A View From the Top: Four Publishers Discuss our Industry

These are my rough notes from the SCBWI LA Summer Conference, 2010. Apologies - a bit sketchy and at times I lost track of who said what here...

Justin Chanda: Simon & Schuster

Jennifer Hunt: Little Brown Books

Stephanie Owens Lurie: Disney-Hyperion

Francesco Sedita: Penguin Young Readers

Francesco: Young readers want something they feel they can read, but isn't so light-weight that they feel incompetent. Must be readable for reluctant readers. Illustrated.

Stephanie: 80% of titles are commercial. 20% are literary, award winning books.

Justin: The commercial v. literary divide is false.

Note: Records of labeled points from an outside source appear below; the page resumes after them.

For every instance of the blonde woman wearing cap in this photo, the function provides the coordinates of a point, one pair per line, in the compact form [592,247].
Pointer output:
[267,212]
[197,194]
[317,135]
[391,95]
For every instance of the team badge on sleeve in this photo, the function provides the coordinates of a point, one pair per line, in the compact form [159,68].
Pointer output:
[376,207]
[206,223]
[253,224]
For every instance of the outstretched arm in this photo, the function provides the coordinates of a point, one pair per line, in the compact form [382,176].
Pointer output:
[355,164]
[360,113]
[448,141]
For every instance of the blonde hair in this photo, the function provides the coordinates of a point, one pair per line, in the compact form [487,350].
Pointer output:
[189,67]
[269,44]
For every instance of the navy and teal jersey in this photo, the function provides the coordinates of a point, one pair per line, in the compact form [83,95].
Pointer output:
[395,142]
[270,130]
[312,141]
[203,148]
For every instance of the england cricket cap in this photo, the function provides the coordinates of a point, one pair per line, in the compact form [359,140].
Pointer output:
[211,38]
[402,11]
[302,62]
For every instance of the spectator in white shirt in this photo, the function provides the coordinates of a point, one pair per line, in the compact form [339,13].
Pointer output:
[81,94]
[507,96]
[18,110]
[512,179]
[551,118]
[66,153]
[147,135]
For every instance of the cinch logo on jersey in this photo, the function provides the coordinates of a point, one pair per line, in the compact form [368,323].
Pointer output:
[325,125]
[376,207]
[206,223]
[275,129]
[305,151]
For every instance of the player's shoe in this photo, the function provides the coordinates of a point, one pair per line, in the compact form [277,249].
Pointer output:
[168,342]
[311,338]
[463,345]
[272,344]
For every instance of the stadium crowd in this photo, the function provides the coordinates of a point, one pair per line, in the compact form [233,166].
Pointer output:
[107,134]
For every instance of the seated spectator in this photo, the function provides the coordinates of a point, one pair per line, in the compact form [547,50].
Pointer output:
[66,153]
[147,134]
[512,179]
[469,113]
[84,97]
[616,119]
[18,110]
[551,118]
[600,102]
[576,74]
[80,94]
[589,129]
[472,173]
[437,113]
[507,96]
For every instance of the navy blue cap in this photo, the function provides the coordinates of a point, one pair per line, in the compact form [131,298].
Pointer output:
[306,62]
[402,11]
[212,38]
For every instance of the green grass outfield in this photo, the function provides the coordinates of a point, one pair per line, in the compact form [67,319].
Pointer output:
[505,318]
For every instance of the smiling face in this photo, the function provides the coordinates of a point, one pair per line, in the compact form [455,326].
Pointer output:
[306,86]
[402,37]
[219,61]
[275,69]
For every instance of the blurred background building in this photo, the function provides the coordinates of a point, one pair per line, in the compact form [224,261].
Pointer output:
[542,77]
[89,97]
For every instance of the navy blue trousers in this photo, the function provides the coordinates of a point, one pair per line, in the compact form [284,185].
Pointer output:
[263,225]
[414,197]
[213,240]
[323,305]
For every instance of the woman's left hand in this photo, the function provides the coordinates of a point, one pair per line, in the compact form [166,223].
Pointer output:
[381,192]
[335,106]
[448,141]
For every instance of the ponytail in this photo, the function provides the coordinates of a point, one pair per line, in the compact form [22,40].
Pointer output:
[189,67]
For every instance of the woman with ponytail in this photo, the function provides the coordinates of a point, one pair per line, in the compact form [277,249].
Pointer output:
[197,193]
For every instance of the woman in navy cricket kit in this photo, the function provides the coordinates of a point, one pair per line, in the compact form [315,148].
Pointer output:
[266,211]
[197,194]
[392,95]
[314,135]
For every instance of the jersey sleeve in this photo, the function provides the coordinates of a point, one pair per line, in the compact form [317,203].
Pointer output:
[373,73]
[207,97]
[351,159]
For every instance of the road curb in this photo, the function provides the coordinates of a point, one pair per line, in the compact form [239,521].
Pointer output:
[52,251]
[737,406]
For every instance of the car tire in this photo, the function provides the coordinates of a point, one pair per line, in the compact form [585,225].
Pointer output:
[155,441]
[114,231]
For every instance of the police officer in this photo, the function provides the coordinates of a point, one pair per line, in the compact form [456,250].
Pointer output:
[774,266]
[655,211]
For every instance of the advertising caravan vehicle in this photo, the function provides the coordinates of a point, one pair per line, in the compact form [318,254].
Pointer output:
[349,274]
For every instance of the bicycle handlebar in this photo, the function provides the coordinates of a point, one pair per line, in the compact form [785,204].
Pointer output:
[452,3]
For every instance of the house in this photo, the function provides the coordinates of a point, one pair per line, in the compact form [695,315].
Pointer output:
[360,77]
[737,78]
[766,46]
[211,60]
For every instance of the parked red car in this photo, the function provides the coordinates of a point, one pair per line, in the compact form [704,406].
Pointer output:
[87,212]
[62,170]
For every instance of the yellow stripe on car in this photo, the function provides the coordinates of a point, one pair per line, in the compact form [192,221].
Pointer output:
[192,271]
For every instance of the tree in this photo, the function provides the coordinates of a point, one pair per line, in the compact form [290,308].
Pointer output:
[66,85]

The state of the US market today:

Francesco: The rules may be wiggling. We need content first and foremost. Want the newest, most exciting, out-of-the-box stories.

Justin: If your face is melting because you love it so much, we will acquire it.

Stephanie: Twilight, Diary of a Wimpy Kid are selling in huge numbers – never seen before. The “No Child Left Behind” initiative damaged trade picture books. Teachers had no time to use trade books because they were all spending time teaching to the test.

Embracing technology trend – interaction with picture books.

Where there are no shelf space issues, the ratio is 50/50 picture books/novels.

If you're not making mistakes, you're not taking risks.”

No kids' magazines anymore, so it's hard to market books to kids.

Ebooks – Justin thinks they're great. Every hardback goes to eBook at Simon & Schuster.

Loser Queen” - you can co-author a story online by voting.

39 Clues

Proposal for digital would be considered. Learn together. Pay attention. Give your opinion/suggestions.

Enhanced book” includes an app., interviews, photos, games etc.

Kids in Walt Disney World after dark - “Kingdom Keepers” series. Cult book – trans-media game. Had to read book to play the game. Gave you keys. 3rd book sold 70% higher than 1st two.